Self-Adjusting Contracts: Toward AI-Augmented Predictive Risk Intelligence in Blockchain-Enabled Supply Chain Finance
Main article
Abstract
Supply chain finance (SCF) lowers the cost of working capital for firms that are weakly served by traditional lending, yet the instruments that carry it remain static: terms are fixed at origination and rarely respond to the operational events that actually move credit risk. This review examines an emerging alternative, the self-adjusting contract, in which a blockchain-based smart contract continuously consumes predictions from artificial intelligence (AI) risk models and updates financing parameters such as advance rates, spreads, collateral ratios, and covenants without manual renegotiation. Synthesising 50 studies published between 2015 and 2025 across blockchain-enabled supply chains, smart-contract engineering, machine learning for credit and supply chain risk, and decentralised and trade finance, we organise the field around a four-layer reference architecture that links on-chain and enterprise data, a predictive risk engine, self-adjusting contract logic, and governed financing outcomes. We then provide an illustrative data analysis that contrasts conventional and AI-augmented blockchain SCF across supplier tiers, compares the discriminatory power of competing risk-model families, traces how a predicted risk index drives automatic adjustment of financing terms through a stress episode, and decomposes the indicators that contribute most to small-enterprise credit risk.

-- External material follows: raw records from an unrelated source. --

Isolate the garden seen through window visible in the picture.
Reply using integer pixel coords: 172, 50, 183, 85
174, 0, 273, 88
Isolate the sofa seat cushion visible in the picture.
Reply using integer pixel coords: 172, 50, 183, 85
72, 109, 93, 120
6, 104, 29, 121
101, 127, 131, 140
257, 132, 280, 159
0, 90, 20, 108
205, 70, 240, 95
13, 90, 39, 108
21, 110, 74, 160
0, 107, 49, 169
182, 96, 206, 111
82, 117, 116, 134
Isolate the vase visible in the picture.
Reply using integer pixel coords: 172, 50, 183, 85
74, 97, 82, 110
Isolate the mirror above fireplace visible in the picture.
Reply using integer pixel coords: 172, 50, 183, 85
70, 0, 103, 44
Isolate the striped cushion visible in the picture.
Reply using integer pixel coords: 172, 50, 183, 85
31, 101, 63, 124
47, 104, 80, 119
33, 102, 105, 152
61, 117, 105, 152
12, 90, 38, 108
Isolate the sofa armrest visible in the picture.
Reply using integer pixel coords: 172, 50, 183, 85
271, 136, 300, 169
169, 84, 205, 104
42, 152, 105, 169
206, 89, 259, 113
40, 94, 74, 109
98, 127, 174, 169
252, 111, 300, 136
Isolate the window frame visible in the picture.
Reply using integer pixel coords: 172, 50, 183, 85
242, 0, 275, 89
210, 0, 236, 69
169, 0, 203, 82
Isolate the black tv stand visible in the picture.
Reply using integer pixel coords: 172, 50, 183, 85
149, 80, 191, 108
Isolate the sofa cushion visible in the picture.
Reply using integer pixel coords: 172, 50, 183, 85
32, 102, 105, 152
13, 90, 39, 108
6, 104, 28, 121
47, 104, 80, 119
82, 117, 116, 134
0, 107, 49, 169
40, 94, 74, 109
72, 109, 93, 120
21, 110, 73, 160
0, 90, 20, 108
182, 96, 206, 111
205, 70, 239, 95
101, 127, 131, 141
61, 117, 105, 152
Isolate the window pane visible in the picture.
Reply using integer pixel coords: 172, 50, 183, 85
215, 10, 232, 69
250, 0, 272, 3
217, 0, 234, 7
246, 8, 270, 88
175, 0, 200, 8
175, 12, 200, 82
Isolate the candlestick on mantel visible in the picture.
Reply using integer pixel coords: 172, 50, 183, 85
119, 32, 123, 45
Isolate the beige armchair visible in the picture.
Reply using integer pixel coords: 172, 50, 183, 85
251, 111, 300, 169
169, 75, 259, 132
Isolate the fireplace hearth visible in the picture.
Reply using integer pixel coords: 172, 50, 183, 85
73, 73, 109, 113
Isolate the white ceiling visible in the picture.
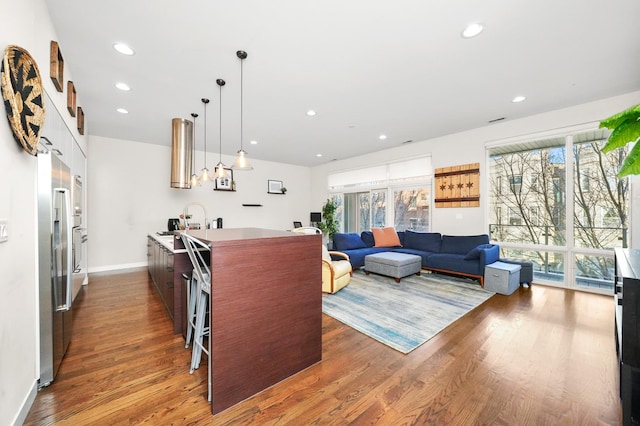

The synthesis argues that the strategic value of combining blockchain and AI in SCF lies not in disintermediation alone but in closing the loop between sensing risk and pricing it, while the principal obstacles are oracle integrity, model opacity, and governance of automated adjustment. We conclude with a research agenda spanning verifiable oracles, interpretable and auditable models, and human oversight of self-executing financial logic.